E saiu correndo até as escadas. Pedro foi logo atrás. Cada passada mais rápida, suas costelas ressentiam-se e desatavam a doer. A cada novo assumo de dor, o garoto parava para apoiar-se no corrimão da escada, buscando o ar, mas até respirar parecia doer.

—Droga! Eu juro que vou no inferno pra matar aquele comensal de novo!—Resmungava, com os dentes trincados, quando suas costelas começaram a doer novamente.

Não teve tempo de reparar no aposento que se seguia após a escada. Akila já precipitava-se por outro corredor. Revirou os olhos e apertou o passo, tentando não perde-la de vista.
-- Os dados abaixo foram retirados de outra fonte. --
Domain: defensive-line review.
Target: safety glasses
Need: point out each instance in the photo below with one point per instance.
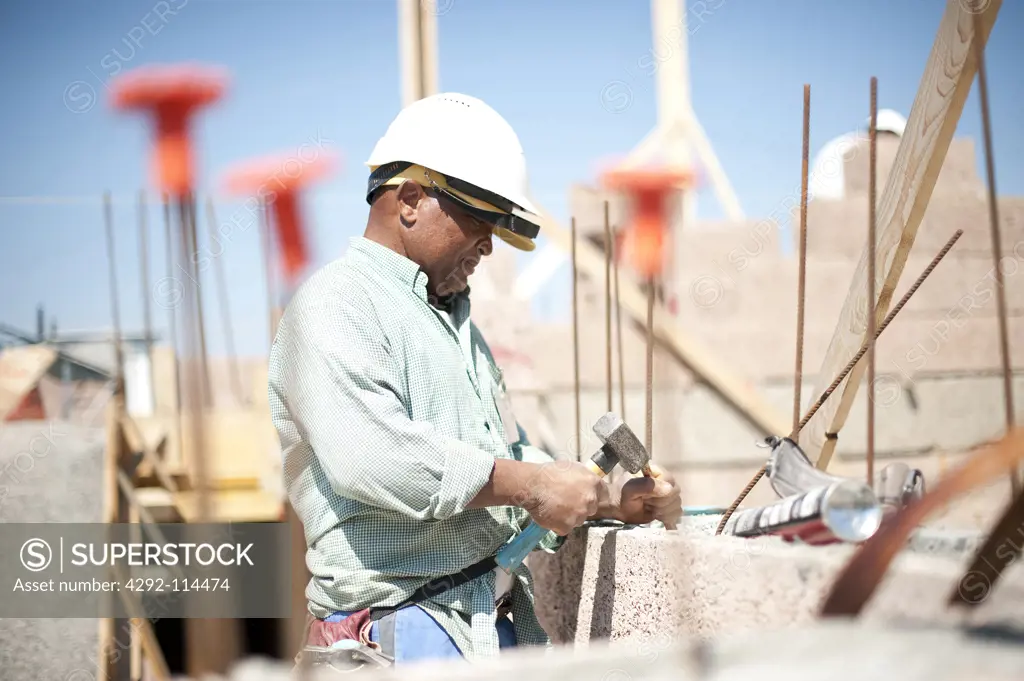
(505, 219)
Akila só parou quando chegaram a um aposento de tamanho médio, cheio de estantes de livros de lombada desgastada.

—Aqui é a biblioteca do meu bai...—Disse Akila, caminhando até uma estante.—não tenho permissão para estar aqui. Meu pai acha que mulheres não devem saber de mais. Mas eu sempre venho aqui quando ele está ocupado. Sempre tive...curiosidades sobre o mundo.
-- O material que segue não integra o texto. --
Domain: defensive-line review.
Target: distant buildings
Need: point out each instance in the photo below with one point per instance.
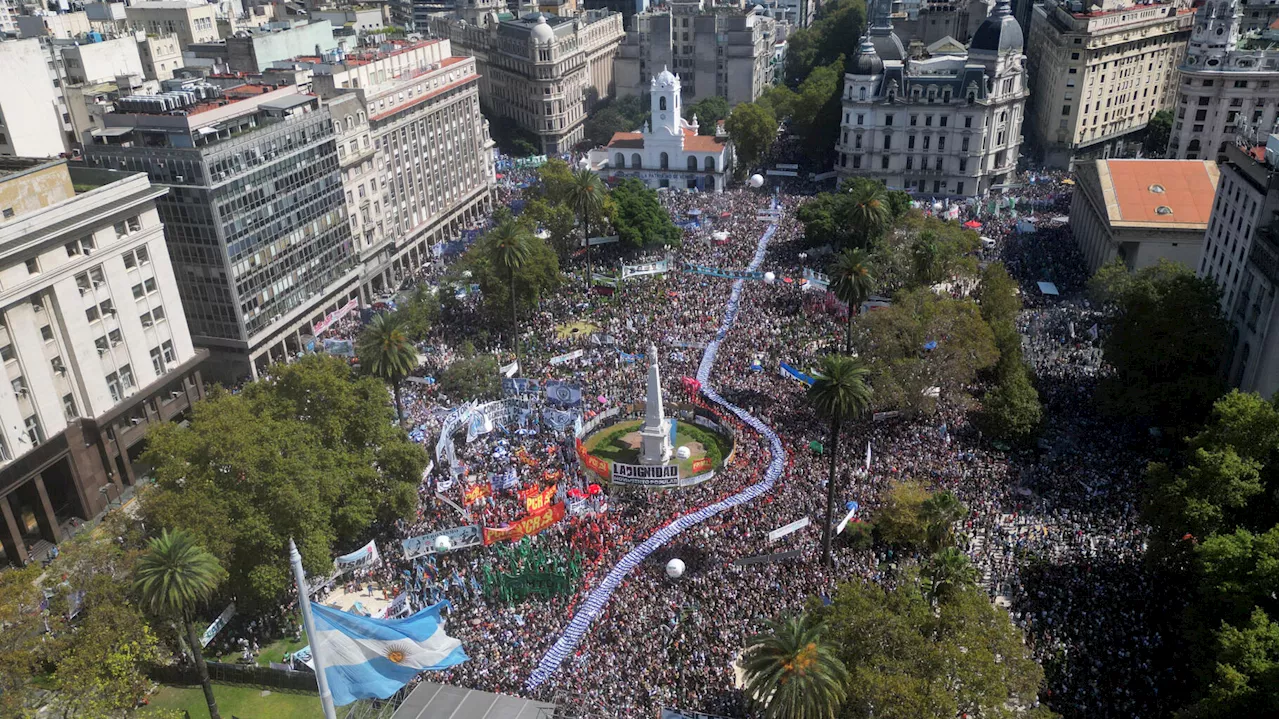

—Então é por isso que você sabe falar inglês...—Concluiu Pedro, indo até um livro e abrindo-o.—esse livro é em inglês. Tem mais algum?

—Diversos...—Akila pegou um livro desgastado, com uma gravura infantil na capa.—muitos são presentes...outros são partes de negócios que meu bai realiza. Mas acho que ele nunca leu, se quer, um desses. Pra ele, apenas o alcorão deve ser lido.

Pedro riu, guardando o livro novamente na estante.

—Acredite...existem muitos católicos que agem igual.

—Existem católicos que lêem o alcorão?—Espantou-se Akila, olhando surpresa para o garoto.

—Não, não...quer dizer...devem existir alguns curiosos...mas me refiro a leitura da bíblia...—Corrigiu Pedro, passando o dedo pela lombada dos outros livros.—Mas...onde ficam os mapas?

—Ahm...acho que numa estante mais aos fundos...—Akila pareceu um tanto desanimada, encolhendo os ombros.—nunca me entusiasmei muito por mapas...sei que nunca vou sair daqui.

—E por que não?—Perguntou Pedro, afastando-se da estante, olhando agora para a garota.

—Meu pai não quer...e creio que meu marido também não vá aprovar...—Suspirou de modo triste e abaixou o olhar, encarando os próprios pés.

—Marido?—Ergueu as sobrancelhas.

—É...meu marido...aquele garoto que...que gritou na festa...—Disse Akila, parecendo constrangida.

Pedro observou-a por um instante, suspeitando que o constrangimento da garota não se resumia à grosseria do futuro marido. Virou novamente o olhar para os livros, passando o dedo indicador pela lombada de cada um.

—Eu sempre pensei que nunca voltaria aqui.—Disse Pedro, de supetão, assustando Akila.—Mas, cá estou eu...perdido no meio do deserto.

—Vo...você já esteve a...qui?—balbuciou a garota, parecendo tremula.

—Uma vez...para resolver alguns assuntos...—Pedro parecia vagamente interessado na conversa, analisando a prateleira de cima.—nada de mais...—virou-se para ela, o olhar baço, distante.—então? Vai me mostrar onde estão os mapas ou não?

Akila sobressaltou-se e pôs-se a caminhar por um corredor mais a direita. Pedro seguiu-a, lentamente. Observava as estantes, não totalmente cheias, com livros em diversas línguas. Demorou o olhar sobre um livro que lhe pareceu vagamente familiar, mas apressou o passo, ao ver que começava a perder Akila de vista.

—É aqui...—Murmurou Akila, quando chegaram a um lugar desprovido de estantes.

Era numa das esquinas da sala. Haviam dois balcões presos as paredes e uma mesa quadrada, próxima.

—Aqui?—Pedro pareceu levemente desapontado. Foi até um dos balcões e abaixou-se de frente para as portas de madeira. Abriu uma e rolos e mais rolos caíram no chão, batendo no pé da mesa.

—Meu pai é um importante mercador...—Disse Akila, abaixando-se e pegando um rolo, abrindo-o.—sempre está viajando...

—Por isso tantos mapas...—Completou Pedro, distraído, revirando os rolos de mapas, procurando algo.—Não tem nenhum mapa do país?

—Do Egito? Na'am!—Disse Akila, abaixando-se também, revirando os mapas.

Reviravam rolos de mapas, sem se darem conta de que alguém espreitava por entre as estantes.